A Fundação Renova apresenta números diferentes e relacionados aos atingidos em todas as cidades que foram afetadas pelo rompimento da barragem. Segundo dados da entidade, foram gastos R$ 1,84 bilhão em indenizações e auxílios emergenciais até o dia 31 de agosto deste ano. Ao todo, 321 mil pessoas foram alcançadas.

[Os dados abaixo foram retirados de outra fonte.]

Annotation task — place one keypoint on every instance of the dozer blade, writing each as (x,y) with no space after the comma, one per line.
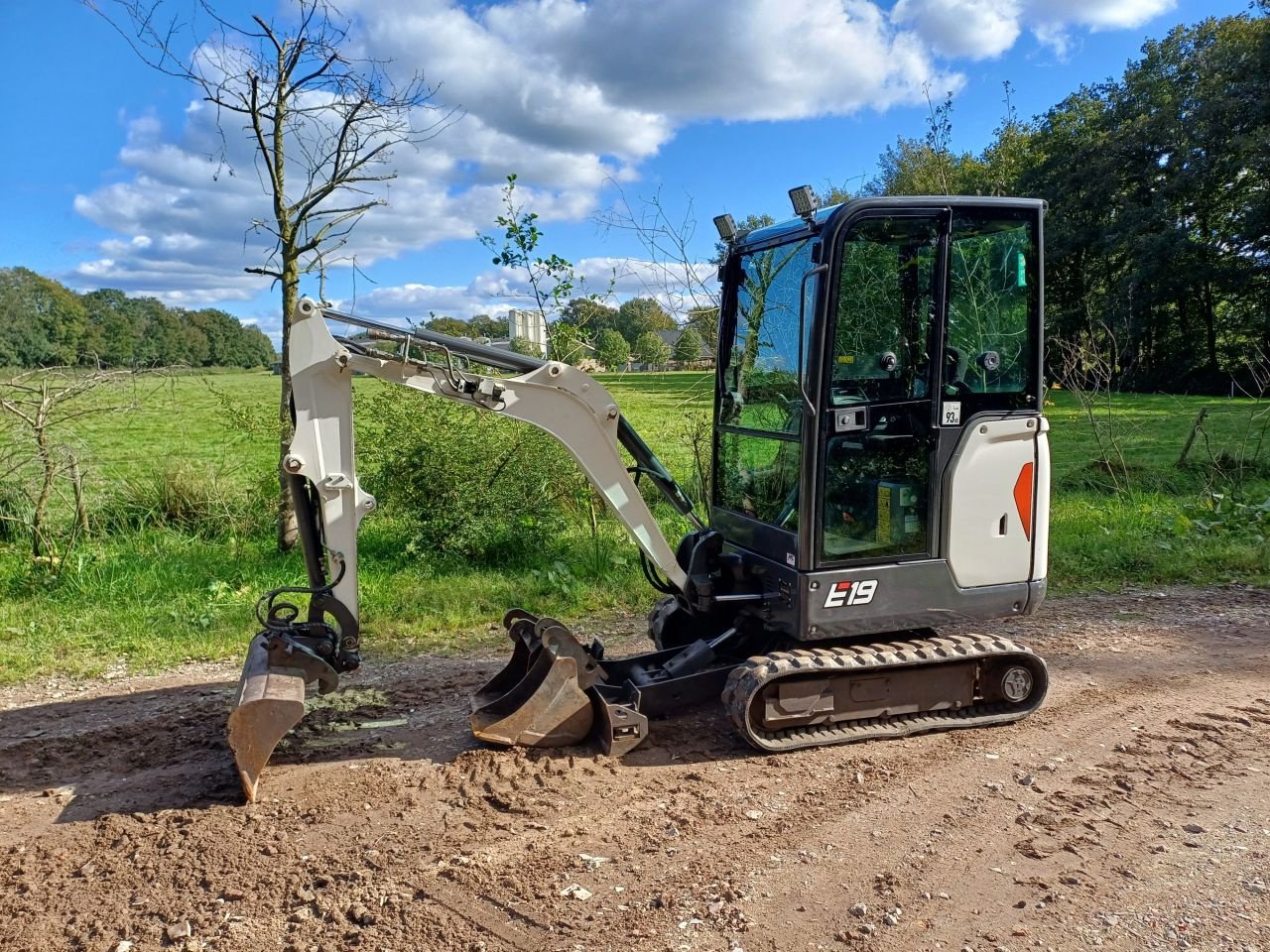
(547,708)
(270,702)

“A partir da entrega dos dossiês produzidos pela Cáritas, assessoria técnica que apoia os atingidos, as famílias de Mariana estão negociando as indenizações por danos materiais e dano moral. Até 31 de agosto de 2019, das 882 famílias cadastradas, 354 iniciaram as negociações com o Programa de Indenização Mediada (PIM), da Fundação Renova, e 200 negociações foram concluídas.  Até o momento, 377 dossiês foram entregues pela Cáritas”, diz a Fundação, em nota.

Casa própria

Outra crítica feita pelo procurador Guilherme Meneghin é a falta de apoio para que as vítimas da tragédia retomem suas vidas. Quatro anos após o rompimento da barragem, cerca de 800 famílias estão vivendo, ainda, em casas alugadas.

“A maior parte dessas famílias está vivendo em casas alugadas, reebem auxilio financeiro mensal e aguardam uma solução para que possam dar continuidade à vida. Então, se estiverem em casas alugadas e dependendo de sua sobrevivência nesse auxilio, fica muito dificil das pessoas retomarem as suas vidas. Nós entendemos que é fundamental, na visão do MP, não só entregar uma casa, pagar uma indenização. É auxiliar as pessoas a retomarem seus projetos de vida”, afirma o procurador.

As obras de reassentamento das pessoas que perderam suas casas devido ao rompimento da barragem de Fundão, começaram em julho deste ano. Segundo a Fundação Renova, devem ser reassentadas 225 famílias em Bento Rodrigues, 140 em Paracatu de Baixo e 37 em Gesteira, todos distritos de Mariana.